A combination of COVID-19 and an almost completely unpredictable standing president broaden the possible range of outcomes and as a result uncertainty. For instance, President Trump has made the unprecedented move of calling for a delay to the election, claiming that the significant increase in the usage of postal bailouts makes it difficult to ensure a fair election.
Of course, the President cannot delay the election on his own. Under the US Constitution, Congress is the only body that can delay an election. Republican Senators quickly dismissed this possibility.
Some commentators argue that this is a warning sign that the transition will not be smooth should Trump lose the election, which is widely predicted but by no means a certainty. They argue that Trump could use this as an excuse to delay accepting defeat. Other commentators argue that the process of counting mail ballots will not only delay the results but could also see significant swings in the level of support for the two parties over time. They argue that Democrats are more likely to use mail ballots because Trump has been anti-mail-in voting and so initial results will make the Republicans look stronger than the final results.
The conventional wisdom is that Trump remaining in power will see a modestly positive reaction in investment markets. Should Trump lose the election there is a real risk that the Democrats will wind back some of his tax cuts. In a recent research piece, UBS analysts estimate that this could have a -8% impact on S&P earnings. They go on to argue this risk is already being priced on the basis that the higher tax rate corporates have recently lagged the market.
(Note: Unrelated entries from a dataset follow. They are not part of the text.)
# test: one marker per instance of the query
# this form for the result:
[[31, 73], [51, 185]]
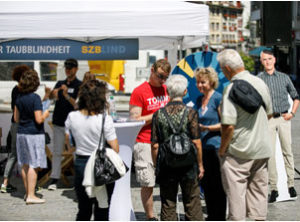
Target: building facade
[[226, 24]]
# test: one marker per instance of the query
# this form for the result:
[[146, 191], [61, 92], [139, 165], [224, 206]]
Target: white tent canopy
[[158, 23]]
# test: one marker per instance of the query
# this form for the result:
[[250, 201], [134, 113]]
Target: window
[[212, 38], [48, 71], [6, 69], [213, 26], [218, 38]]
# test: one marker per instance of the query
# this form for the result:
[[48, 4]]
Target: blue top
[[27, 104], [209, 116], [63, 106]]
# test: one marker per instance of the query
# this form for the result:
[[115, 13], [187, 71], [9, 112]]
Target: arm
[[198, 145], [135, 112], [70, 99], [47, 93], [226, 136], [212, 128], [40, 117], [16, 114], [154, 152], [114, 144], [288, 116]]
In a recent strategist call, T Rowe Price argued that the rollbacks would be delayed as a result of the economic fallout to COVID. They also argue that Democrats are likely to increase government spending which would boost S&P500 earnings by 3%. Another positive of a change in President would be that the markets are less likely to be caught off guard by a late-night tweet, which could reduce risk premiums.
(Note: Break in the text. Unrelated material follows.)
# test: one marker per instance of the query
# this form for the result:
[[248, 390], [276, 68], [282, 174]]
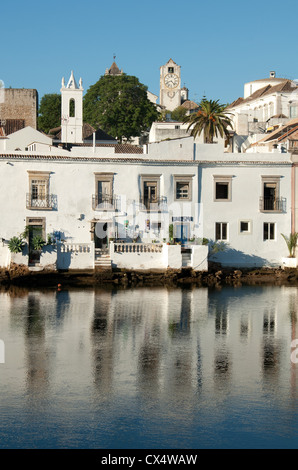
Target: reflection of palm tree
[[211, 119]]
A clean sweep of all three houses by the Democrats raises the possibility of more significant reforms. For instance, the Democrats could have another go at Healthcare reform, which is likely to be negative for the sector but has proven to be difficult in the past.
In summary, the re-election of Trump is on balance better for the share market, but there are pros and cons to both parties and the current economic situation limits near term changes. It is also worth noting that the increasing likelihood of a Biden win has already begun to be factored in by markets given his clear lead in the polls.
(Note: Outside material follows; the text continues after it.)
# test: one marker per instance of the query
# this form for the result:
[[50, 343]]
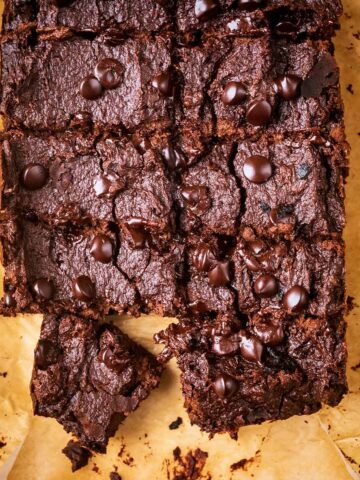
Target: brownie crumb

Regardless of the outcome, it looks likely that the final result of the election may not be clear on the evening of the election and some extraordinary antics are very possible. Markets don’t like uncertainty, but investors with a longer-term investment horizon can largely look through this uncertainty. There is an outside risk that the time taken to confirm the results is sufficiently long enough and the headlines worrying that companies decide to delay investment decisions, which would act as a drag on economic growth. This drag is likely to be on the margin and could easily be overstated. Consequently, any dramatic market moves are probably best viewed as an opportunity. If the share market drops, we will most likely use it as an opportunity to add to quality names in our investment portfolios.